Bayesian Reanalysis of the ICT-107 Trial

Riko Kelter
Institute of Medical Statistics and Computational Biology
Faculty of Medicine
University of Cologne
Cologne, Germany

23 December 2025

Introduction and Overview

In this vignette, we illustrate the basic functionality of the bfbin2arm package and its core functions. The package can be used to design a Bayesian (phase II) clinical trial with two arms and binary endpoints (success or failure) based on Bayes factors. Our main assumption here is that the observed data in both groups are from two random variables \(Y_1,Y_2\) which both follow a binomial distribution with parameters \(n_1\) and \(n_2\) and \(p_1\) respectively \(p_2\), \[Y_1\sim \mathrm{Bin}(n_1,p_1), \hspace{1cm} Y_2\sim \mathrm{Bin}(n_2,p_2)\]

Hypothesis tests

In its current form, the package implements four different hypothesis tests for the trial:

\[H_0:p_1=p_2 \hspace{1cm} \text{ versus } \hspace{1cm} H_1:p_1\neq p_2\] Alternatively, a well-known parameterization of this test introduces a difference parameter \(\eta=p_2-p_1\) and the grand mean \(\zeta=\frac{1}{2}(p_1+p_2)\). Using this parameterization, we have \[p_1=\zeta-\frac{\eta}{2}, \hspace{1cm} p_2=\zeta+\frac{\eta}{2}\] and the hypotheses can be rewritten as: \[H_0:\eta = 0 \hspace{1cm} \text{ versus } \hspace{1cm} H_1:\eta \neq 0\] Next to this two-sided test, three directional tests are available in the package:

For each of the four tests, a separate Bayes factor exists and can be used. For the two-sided test, we denote the Bayes factor as \(BF_{01}\), and for the three directional tests above we denote the Bayes factors as \(BF_{+-}\), \(BF_{+0}\) and \(BF_{-0}\).

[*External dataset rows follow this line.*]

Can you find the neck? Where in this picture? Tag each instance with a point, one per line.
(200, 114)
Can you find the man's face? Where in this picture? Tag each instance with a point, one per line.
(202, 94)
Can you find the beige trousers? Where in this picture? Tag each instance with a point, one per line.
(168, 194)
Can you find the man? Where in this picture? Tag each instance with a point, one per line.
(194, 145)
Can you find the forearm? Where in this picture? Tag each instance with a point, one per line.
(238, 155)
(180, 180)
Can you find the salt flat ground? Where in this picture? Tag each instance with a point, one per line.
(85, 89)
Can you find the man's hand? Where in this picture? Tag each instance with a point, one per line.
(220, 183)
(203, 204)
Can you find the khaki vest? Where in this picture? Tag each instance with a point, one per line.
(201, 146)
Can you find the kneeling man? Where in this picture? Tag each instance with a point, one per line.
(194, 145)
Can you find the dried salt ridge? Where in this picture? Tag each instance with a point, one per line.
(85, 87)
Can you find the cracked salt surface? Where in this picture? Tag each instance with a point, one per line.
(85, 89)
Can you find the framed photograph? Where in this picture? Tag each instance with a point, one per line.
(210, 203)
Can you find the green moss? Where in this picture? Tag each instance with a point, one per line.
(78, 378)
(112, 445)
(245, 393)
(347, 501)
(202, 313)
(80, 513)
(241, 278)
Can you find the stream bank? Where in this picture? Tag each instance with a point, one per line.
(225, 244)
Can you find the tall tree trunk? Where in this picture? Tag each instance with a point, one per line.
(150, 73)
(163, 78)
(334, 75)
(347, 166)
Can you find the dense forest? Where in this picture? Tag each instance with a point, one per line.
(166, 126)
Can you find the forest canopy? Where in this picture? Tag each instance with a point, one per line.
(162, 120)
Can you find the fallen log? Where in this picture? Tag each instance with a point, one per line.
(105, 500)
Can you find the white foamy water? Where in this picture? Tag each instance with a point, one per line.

Design and analysis priors

The \(\mathrm{Beta}(a_0,b_0)\) distribution is a conjugate prior for the binomial likelihood, and when chosen as the prior, the posterior \(P_{p \mid Y}\) is also Beta-distributed. A natural choice for the priors is the beta distribution. We assume independent Beta design priors \(H_0\) as follows: \[p_1 =p_2 = p\mid H_0 \sim \mathrm{Beta}(a_0^d,b_0^d)\] Thus, under \(H_0:\eta = 0\), both probabilities are identical, \(p_1=p_2\), and take some value \(p\in [0,1]\), which has a beta design prior. Likewise, we pick independent Beta design priors under \(H_1:\eta \neq 0\): \[p_1 \mid H_1 \sim \mathrm{Beta}(a_1^d,b_1^d), \hspace{1cm} p_2 \mid H_1 \sim \mathrm{Beta}(a_2^d,b_2^d)\] For the analysis priors \(P_{p_1}^a\), \(P_{p_2}^a\) under \(H_1\), we also choose independent Beta priors, with possibly different values \(a_i^a\) and \(b_i^a\) for \(i=1,2\), where the superscript signals that the hyperparameters belong to our analysis instead of design prior: \[p_1 \mid H_1 \sim \mathrm{Beta}(a_1^a,b_1^a), \hspace{1cm} p_2 \mid H_1 \sim \mathrm{Beta}(a_1^a,b_1^a)\] Lastly, for the analysis prior \(P_{p}^a\) under \(H_0:\eta=0\), we choose a Dirac prior with all probability on \(\eta=p_2-p_1=0\) conditionally on a uniform prior on \(\zeta\), that is \[p_1=p_2=p|H_0 \sim 1_{\{\eta=0\}}| \zeta \sim U(0,1)\] for the analysis with the Bayes factor.

Using the package

First, we load the package after installation:

library(bfbin2arm)

Next, we illustrate the key functions of the package by re-analyzing a phase II trial in the context of oncology. While no Bayesian approach was used in the original statistical analysis of the trial, the step-by-step walktrough below showcases how a structured approach to designing and calibrating a Bayesian phase II trial with the bfbin2arm package looks like. Importantly, the trial must have two trial arms and binary endpoints and we assume that one of the four tests detailed above is carried out using Bayes factors as the test criterion.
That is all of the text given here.